In practice, that alters the importance of low population states so that elections would essentially be decided by the outcome in high population states, just as state results can differ sharply between high population cities (such as Chicago) and the rest of the state so that the cities can dominate the results for everyone.  That would make it easier for national campaigns to concentrate their investments in high density markets, such as to focus their media spending and largely ignore low population areas.

In some respects, this is similar to the gerrymandering issue in which politicians get to pick their voters, rather than vice versa, according to how they draw the districts after each Census.  In effect, both parties are trying to gain an advantage by changing how votes are added up, thereby marginalizing the value of each vote as though they were in a better position to determine what is best for everyone in the state.

Similarly, the state central committee of the Illinois Republican Party has been playing games recently with the process by which candidates receive delegates to the national nominating convention.  This seems to be designed to provide more power to the party leadership to make deals for the benefit of whoever they favor, and give less power to the individual voters in the primary election process.

Rather than make such changes behind of closed doors or out of the public spotlight, party leaders should step forward and publicly defend any proposed changes which impact how our votes count.  Very few Illinois voters even realize that the General Assembly already agreed to change the electoral college process here, or that the Republican Party leadership in Illinois has been considering changes to the process of electing delegates for the 2012 convention.

Were you unaware of this issue?  Take a look at the following articles as background.

Heritage Foundation

http://www.heritage.org/events/2011/10/national-popular-vote

Cato Institute

National Review Online

http://www.nationalreview.com/corner/271926/california-join-nationa...

The Weekly Standard

http://www.weeklystandard.com/keyword/National-Popular-Vote

Here's an interesting but older piece of testimony from the Cato Institute to the state legislature in Pennsylvania back in 2007.  In short, the legislatures have been trying to figure out how to tamper with our election process ever since the disputed 2000 election.

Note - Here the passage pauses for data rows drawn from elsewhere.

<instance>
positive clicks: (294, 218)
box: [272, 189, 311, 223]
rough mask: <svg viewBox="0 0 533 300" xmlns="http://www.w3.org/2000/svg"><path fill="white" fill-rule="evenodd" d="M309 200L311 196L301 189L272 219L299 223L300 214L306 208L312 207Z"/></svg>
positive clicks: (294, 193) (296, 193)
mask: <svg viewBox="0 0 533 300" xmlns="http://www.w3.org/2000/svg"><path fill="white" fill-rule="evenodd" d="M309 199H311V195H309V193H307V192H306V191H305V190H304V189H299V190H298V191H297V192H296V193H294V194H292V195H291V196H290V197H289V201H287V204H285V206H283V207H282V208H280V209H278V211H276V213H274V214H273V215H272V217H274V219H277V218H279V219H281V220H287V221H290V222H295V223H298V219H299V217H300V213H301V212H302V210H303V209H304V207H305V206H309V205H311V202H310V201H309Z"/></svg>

http://www.cato.org/testimony/ct-js-10182007.html

Do you really trust your legislators to do this in a way which better respects your interests as a voter, or will they change the rules to benefit their own partisan interests in power?   Note the focus on the question of how to alter the outcome of elections without actually consulting or persuading voters to support such changes.   Instead, they may just change the rules for us, as the Illinois General Assembly already did in 2007 and 2008 while few voters even noticed.  The result is that the outcome may be changed to favor one party or the other while most voters don't even realize what has happened.

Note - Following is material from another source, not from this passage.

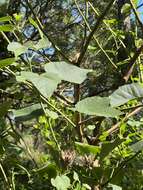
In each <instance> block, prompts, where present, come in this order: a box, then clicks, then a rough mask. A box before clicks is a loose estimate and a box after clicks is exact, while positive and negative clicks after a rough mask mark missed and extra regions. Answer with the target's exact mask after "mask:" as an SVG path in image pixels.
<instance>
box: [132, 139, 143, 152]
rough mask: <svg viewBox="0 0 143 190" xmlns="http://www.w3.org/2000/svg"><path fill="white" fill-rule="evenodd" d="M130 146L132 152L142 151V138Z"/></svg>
mask: <svg viewBox="0 0 143 190" xmlns="http://www.w3.org/2000/svg"><path fill="white" fill-rule="evenodd" d="M130 148H131V149H132V150H133V151H134V152H138V151H142V150H143V140H141V141H138V142H136V143H135V144H133V145H131V146H130Z"/></svg>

Is that any way to run a representative republic?

If you wonder about the potential bias of the "National Popular Vote" initiative, take a closer look at the website of those who have advocated it, and the pattern of which states have already supported it.

http://www.nationalpopularvote.com/

http://www.fairvote.org/national-popular-vote

http://www.progressivestates.org/policy/issue/141?parent=67

It has also been heavily supported by George Soros, if that tells you anything.  Although progressives have promoted this idea, there are also Republicans who have debated whether this change will be more advantageous from a partisan political perspective, rather than whether it is really the best way to represent the will of American voters.

When politicians get to pick their voters, rather than vice versa, your liberty and prosperity may be put in jeopardy.  The end result can be an elite ruling class of politicians and bureaucrats with the unchecked power and resources to do largely as they please through government, rather than to be limited and truly accountable to voters as public servants.